IA e Criatividade: Uma Parceria em Crescimento
Pautas relacionadas à tecnologia, dados e inteligência artificial estão em alta, tanto nas discussões entre especialistas quanto nas estratégias empresariais. Até 2026, a expectativa é que a inteligência artificial (IA) se consolide como uma valiosa aliada nos processos criativos, trabalhando em harmonia com a criatividade humana.
Um estudo conduzido pela MIA, plataforma de inteligência do IEG, revela que a IA generativa já é parte do cotidiano da maioria dos Centros de Serviços Compartilhados (CSCs). A pesquisa indica que 58% das empresas entrevistadas utilizam a tecnologia, enquanto 29% estão em fase de teste. Apenas 10% afirmam que ainda não implementaram a IA generativa, mas têm planos de fazê-lo, enquanto 4% não têm intenção de adoção.
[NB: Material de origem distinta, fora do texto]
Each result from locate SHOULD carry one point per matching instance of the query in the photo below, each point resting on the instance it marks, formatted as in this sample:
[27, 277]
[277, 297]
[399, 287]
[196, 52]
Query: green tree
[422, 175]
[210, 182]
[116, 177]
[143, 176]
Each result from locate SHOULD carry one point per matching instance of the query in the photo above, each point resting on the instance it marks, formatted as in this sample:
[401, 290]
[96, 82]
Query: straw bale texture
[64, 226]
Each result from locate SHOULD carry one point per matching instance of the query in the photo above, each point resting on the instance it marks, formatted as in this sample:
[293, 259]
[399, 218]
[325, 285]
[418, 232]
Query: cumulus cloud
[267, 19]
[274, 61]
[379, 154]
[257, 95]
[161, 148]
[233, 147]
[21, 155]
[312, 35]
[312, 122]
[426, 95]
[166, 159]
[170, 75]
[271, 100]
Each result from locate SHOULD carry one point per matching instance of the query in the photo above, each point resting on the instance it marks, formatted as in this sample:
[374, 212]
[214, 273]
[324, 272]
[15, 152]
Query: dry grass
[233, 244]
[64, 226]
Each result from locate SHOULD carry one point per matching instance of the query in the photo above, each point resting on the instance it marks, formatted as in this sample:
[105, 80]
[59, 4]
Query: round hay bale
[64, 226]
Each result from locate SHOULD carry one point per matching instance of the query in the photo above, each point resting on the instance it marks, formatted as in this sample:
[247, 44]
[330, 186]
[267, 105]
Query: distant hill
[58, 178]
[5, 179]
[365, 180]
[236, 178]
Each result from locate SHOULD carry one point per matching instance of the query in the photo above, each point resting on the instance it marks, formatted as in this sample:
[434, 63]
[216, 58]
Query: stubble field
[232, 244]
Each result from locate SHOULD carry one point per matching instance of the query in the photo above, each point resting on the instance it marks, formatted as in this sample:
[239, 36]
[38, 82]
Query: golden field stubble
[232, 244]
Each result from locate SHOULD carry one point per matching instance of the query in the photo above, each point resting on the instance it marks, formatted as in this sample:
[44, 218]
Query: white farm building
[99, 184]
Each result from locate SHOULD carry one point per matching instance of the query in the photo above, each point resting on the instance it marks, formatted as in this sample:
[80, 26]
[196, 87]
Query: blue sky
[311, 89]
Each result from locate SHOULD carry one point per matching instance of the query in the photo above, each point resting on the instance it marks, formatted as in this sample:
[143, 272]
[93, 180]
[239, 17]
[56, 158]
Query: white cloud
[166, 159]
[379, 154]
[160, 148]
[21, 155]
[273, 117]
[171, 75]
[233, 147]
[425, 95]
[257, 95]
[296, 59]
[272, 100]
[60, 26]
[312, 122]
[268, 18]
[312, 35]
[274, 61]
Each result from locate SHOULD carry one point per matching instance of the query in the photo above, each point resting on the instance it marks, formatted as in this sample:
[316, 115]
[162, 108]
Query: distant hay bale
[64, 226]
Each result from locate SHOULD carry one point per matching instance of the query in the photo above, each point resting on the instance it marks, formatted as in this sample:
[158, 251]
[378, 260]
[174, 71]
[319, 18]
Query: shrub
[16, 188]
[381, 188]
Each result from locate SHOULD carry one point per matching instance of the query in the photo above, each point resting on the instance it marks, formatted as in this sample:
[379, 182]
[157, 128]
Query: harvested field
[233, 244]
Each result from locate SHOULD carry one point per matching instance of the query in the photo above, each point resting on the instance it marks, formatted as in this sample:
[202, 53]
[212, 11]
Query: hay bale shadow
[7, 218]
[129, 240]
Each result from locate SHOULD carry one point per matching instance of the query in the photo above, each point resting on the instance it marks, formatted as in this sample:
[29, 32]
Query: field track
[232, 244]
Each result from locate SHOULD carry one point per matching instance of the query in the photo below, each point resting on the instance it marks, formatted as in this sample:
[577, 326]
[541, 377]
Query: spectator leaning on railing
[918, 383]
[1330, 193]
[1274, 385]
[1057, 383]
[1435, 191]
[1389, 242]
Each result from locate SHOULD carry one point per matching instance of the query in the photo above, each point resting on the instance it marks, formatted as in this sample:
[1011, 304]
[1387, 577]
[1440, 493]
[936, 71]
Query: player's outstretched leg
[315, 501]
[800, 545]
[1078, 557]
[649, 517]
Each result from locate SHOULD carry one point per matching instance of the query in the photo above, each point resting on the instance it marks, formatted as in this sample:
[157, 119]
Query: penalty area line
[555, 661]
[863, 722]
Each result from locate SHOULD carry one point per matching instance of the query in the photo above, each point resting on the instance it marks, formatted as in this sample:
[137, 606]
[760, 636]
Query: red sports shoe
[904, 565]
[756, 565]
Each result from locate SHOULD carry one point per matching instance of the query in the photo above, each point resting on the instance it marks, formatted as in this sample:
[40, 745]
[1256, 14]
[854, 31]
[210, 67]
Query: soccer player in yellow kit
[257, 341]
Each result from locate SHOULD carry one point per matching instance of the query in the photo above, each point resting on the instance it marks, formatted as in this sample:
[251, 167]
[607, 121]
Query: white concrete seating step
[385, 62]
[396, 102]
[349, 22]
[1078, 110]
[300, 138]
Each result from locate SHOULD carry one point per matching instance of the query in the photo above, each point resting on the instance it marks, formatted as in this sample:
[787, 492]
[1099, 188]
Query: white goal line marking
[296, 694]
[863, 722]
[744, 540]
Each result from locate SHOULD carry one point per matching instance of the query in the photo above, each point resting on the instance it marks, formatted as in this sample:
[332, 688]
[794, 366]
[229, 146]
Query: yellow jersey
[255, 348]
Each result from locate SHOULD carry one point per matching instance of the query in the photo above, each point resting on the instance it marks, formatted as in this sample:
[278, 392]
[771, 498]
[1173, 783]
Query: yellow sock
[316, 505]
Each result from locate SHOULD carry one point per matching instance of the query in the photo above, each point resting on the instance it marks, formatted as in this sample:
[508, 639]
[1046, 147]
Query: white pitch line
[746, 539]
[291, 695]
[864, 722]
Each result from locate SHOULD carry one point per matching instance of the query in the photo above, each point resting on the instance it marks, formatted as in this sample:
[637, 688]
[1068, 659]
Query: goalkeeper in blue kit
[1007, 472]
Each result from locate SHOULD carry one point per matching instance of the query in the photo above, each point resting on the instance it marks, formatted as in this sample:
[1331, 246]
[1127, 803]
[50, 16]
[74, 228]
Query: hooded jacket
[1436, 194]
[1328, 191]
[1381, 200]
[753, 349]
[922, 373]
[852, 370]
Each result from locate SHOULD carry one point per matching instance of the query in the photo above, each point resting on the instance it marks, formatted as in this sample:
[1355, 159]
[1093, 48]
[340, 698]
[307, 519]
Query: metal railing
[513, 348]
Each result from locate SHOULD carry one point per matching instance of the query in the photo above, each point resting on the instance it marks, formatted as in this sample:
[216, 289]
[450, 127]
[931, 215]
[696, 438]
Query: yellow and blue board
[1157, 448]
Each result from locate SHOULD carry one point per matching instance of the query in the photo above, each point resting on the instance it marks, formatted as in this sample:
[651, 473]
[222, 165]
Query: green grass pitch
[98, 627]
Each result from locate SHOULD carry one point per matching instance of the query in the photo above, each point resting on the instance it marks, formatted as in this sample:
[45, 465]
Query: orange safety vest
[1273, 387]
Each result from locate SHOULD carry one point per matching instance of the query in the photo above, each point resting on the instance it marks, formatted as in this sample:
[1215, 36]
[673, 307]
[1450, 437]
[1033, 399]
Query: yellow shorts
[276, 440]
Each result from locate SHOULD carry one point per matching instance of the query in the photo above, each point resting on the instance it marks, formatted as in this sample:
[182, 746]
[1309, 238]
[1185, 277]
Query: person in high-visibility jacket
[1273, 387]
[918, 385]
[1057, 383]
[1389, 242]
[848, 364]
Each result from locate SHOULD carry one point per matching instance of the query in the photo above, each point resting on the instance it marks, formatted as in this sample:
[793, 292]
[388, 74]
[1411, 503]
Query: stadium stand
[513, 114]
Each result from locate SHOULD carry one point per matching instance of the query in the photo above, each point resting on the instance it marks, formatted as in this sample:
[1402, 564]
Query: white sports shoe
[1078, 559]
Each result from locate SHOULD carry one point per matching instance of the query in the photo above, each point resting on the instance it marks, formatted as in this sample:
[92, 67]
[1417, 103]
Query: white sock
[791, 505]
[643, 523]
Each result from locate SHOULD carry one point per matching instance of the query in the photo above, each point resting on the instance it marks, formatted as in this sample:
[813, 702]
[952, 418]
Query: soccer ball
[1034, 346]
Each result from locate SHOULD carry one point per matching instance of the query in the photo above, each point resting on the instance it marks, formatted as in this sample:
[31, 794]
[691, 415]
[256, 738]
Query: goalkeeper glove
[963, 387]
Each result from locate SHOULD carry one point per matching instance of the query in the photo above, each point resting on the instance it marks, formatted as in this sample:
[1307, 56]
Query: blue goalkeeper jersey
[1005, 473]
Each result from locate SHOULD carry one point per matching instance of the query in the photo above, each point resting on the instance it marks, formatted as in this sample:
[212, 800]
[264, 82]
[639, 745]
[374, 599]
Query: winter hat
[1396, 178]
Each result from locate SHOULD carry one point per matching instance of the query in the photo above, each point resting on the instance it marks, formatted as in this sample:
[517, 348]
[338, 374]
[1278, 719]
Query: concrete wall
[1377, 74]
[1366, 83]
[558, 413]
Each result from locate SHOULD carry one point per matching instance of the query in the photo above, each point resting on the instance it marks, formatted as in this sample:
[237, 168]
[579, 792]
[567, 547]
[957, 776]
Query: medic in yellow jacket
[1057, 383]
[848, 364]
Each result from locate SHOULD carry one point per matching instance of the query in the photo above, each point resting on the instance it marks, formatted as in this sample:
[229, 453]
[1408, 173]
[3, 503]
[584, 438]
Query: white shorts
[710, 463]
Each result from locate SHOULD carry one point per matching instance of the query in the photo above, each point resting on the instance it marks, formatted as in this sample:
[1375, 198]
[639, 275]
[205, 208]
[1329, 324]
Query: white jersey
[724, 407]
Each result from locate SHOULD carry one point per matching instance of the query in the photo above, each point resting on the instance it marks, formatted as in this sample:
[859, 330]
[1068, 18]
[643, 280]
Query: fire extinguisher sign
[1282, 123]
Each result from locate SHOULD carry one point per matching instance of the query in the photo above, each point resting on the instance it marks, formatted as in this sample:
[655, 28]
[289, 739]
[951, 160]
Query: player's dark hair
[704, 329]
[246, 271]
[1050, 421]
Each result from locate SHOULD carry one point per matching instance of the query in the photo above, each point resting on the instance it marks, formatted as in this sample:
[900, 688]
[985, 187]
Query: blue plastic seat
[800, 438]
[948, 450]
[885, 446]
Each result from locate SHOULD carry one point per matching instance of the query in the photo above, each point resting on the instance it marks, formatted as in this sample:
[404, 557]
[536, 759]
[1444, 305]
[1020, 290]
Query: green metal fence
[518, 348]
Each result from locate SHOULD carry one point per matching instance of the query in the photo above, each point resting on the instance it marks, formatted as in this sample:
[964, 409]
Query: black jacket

De acordo com Pedro Moi, sócio do IEG e responsável pela MIA, os dados demonstram uma mudança significativa no mercado, onde as organizações estão avaliando as aplicações, os riscos e os benefícios da tecnologia antes de expandir seu uso. “A IA generativa tem se firmado como uma ferramenta estratégica nos CSCs. Sua adoção resulta em maior produtividade e qualidade nas entregas, permitindo que os profissionais se concentrem em atividades mais analíticas e estratégicas, enquanto algoritmos e análises preditivas aprimoram a tomada de decisões”, analisa.
A Integração entre Criatividade e Dados
Outro avanço importante citado por Moi é a crescente integração entre criatividade e dados. Ele prevê que, em 2026, as decisões criativas serão cada vez mais fundamentadas em informações objetivas, como o comportamento do consumidor, análises de cenários e indicadores de desempenho. No entanto, a pesquisa também revela um desafio significativo: 69% dos CSCs ainda não contam com equipes dedicadas à inteligência de dados.
Esse cenário, segundo o especialista, reflete um descompasso entre a demanda por decisões mais orientadas por dados e a estrutura disponível nas organizações. “Embora a tecnologia, a automação e a inteligência artificial estejam avançando rapidamente, a falta de equipes especializadas pode limitar a capacidade de transformar dados em insights acionáveis e suporte à decisão”, destaca Moi.
Ele acrescenta que os CSCs estão passando por um processo de transformação em busca de maior eficiência operacional e maturidade analítica, mas apenas 31% possuem equipes formais de inteligência de dados. “Plataformas de inteligência ajudam líderes a tomarem decisões com base em dados concretos e cenários reais”, afirma.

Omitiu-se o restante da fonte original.